1. Choose 3 to 6 features. Explain the choice.
2. Apply K-means:
   1. At K=5
   2. At K=9
   3. In both cases: 10 or more random initializations, choose the best solution over the K-means criterion; present it in a table.
3. Interpret each found partition by using features from the data table – as instructed in the lecture slides. Explain why you consider one of them better than the other in this perspective.

Take one of the partitions found in the previous work.

1. Take a feature, find the 95% confidence interval for its grand mean by using bootstrap.
2. Compare the within-cluster means for one of the features between two clusters using bootstrap.
3. Take a cluster, and compare the grand mean with the within- cluster mean for the feature by using bootstrap.

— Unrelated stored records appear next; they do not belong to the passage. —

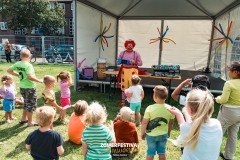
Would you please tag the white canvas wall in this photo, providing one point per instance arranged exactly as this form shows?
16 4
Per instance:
221 57
191 37
88 21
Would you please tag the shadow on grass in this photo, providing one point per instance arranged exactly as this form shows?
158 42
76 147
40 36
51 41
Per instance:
70 147
19 149
9 132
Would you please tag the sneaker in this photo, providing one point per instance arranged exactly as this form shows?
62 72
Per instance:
138 124
222 156
32 124
120 104
8 121
23 122
13 118
65 120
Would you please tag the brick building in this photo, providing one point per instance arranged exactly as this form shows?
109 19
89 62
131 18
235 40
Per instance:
62 36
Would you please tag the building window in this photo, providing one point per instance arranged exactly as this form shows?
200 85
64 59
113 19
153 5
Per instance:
3 26
19 32
52 41
61 41
71 26
33 42
60 31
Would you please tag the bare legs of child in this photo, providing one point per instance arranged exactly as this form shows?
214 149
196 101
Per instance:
62 116
138 118
160 156
8 117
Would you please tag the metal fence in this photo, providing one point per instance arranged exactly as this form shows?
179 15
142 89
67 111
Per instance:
39 44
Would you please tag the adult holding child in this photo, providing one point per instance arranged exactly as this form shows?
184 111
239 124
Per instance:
129 60
25 71
229 112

Note: each application of bootstrap should be done in both, pivotal and non-pivotal, versions.

1. Consider three nominal features (one of them, not more, may be taken from nominal features in your data).
2. Build two contingency tables over them: present a conditional frequency table and Quetelet relative index tables. Make comments on relations between categories of the common (to both tables) feature and two others.
3. Compute and visualize the chi-square- summary_Quetelet_index over both tables. Comment on the meaning of the values in the data analysis context.
4. Tell what numbers of observations would suffice to see the features as associated at 95% confidence level; at 99% confidence level.

1. In your data set, select a subset of 3-6 features related to the same aspect and explain your choice (may be the same subset that was used for k-means clustering).
2. Standardize the selected subset; compute its data scatter and SVD; determine contributions of all the principal components to the data scatter, naturally and per cent.
3. Compute and interpret a hidden ranking factor behind the selected features. The factor should be expressed in a 0-100 rank scale (as well as the features – ranking normalization).
4. Visualize the data using two first principal components at the standardization with two versions of normalization: (a) range normalization and (b) z-scoring. At these visualizations, use a distinct shape/color for points representing a pre-specified by you group of objects. Also, apply the conventional PCA for finding two first principal components and visualization; compare to the results at z-scoring. Comment on which of the normalizations is better and why.

1. Find two features in your dataset with more or less “linear-like” scatterplot.
2. Display the scatter-plot and comment how well it is suitable for building a linear regression.
3. Build a linear regression of one of the features over the other. Make a comment on the meaning of the slope.
4. Find the correlation and determinacy coefficients, and comment on the meaning of the latter.
5. Make a prediction of the target values for given two or three predictor’ values; make a comment.
6. Compare the mean relative absolute error of the regression on all points of your set and the determinacy coefficient and make comments.